Before it could turn into a full on diplomatic trash war, the Canadian Government has announced that it has awarded a contract to a company to begin the work of shipping back the tons of trash it illegally shipped to the Philippines from 2013 to 2014.
Canada’s Minister of Environment and Climate Change, Catherine McKenna, announced this week that the Government of Canada awarded the contract to Bolloré Logistics Canada to safely bring the waste back to Canada as soon as possible.
According to the government, “Canada values its deep and longstanding relationship with the Philippines and continues to work with that country to ensure a swift resolution to this important issue of promptly repatriating waste exported to the Philippines by a Canadian company.
The removal will be complete by the end of June, according to the Canadian government, as the waste must be safely treated to meet Canadian safety and health requirements. The Canadian Government will bear the costs associated with the preparation, transfer, shipment, and disposal of the waste.
In 2016, Canada amended its regulations to prevent future exports of such material without a permit. Canada is also looking at ways to hold the responsible parties to account.
“The Government of Canada maintains ongoing discussions with the Government of the Philippines to ensure a positive outcome to this issue in a timely fashion. The Minister of Foreign Affairs, Chrystia Freeland, spoke to her counterpart Secretary of Foreign Affairs, Teodoro Locsin, last week to reiterate Canada’s firm commitment to promptly repatriate the waste to Canada,” according to the statement.
The announcement came after the Philippine Government recalled its ambassador and consuls in Canada over the failure to remove the trash shipments. Philippine President Rodrigo Duterte gave Canada until May 15 to take back the containers. When Canada failed to do so, Duterte threatened to forcibly ship the containers of garbage back to Canada and dump some at its embassy in Manila.
Protests also erupted in Manila in front of the Canadian embassy this week as environmentalists criticized Canada for not lifting a finger addressing the situation.

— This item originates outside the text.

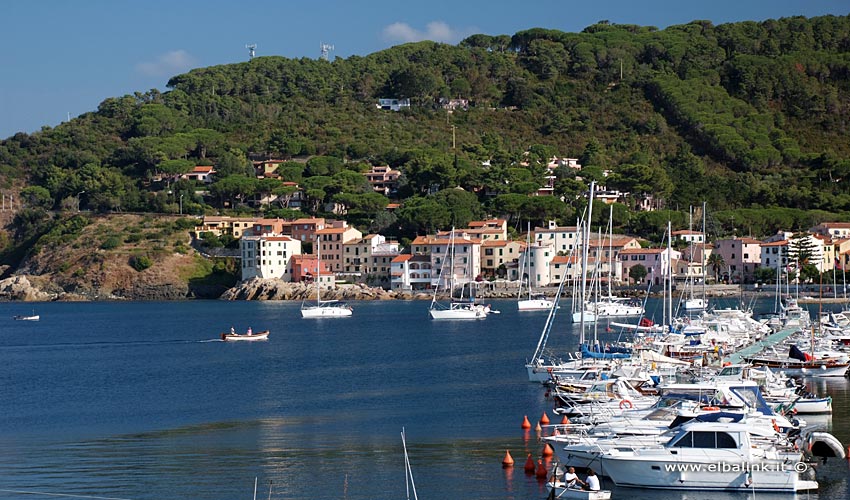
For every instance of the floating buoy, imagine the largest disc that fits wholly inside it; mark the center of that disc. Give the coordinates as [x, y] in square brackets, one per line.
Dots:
[541, 469]
[508, 461]
[529, 465]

Around six years ago, a Canadian company, Chronic Inc., shipped the containers to two importers in the Philippines. The shipment contained a mixture of plastics, metals, and paper, as well as household waste.
While the export of such material was allowed under Canadian regulations at the time, the import of mixed plastics and household waste is prohibited under Philippines regulations, according to the Canadian government.
In 2016, courts in the Philippines ordered the importers to ship the containers back to Canada at their expense; the importers did not comply with the court order.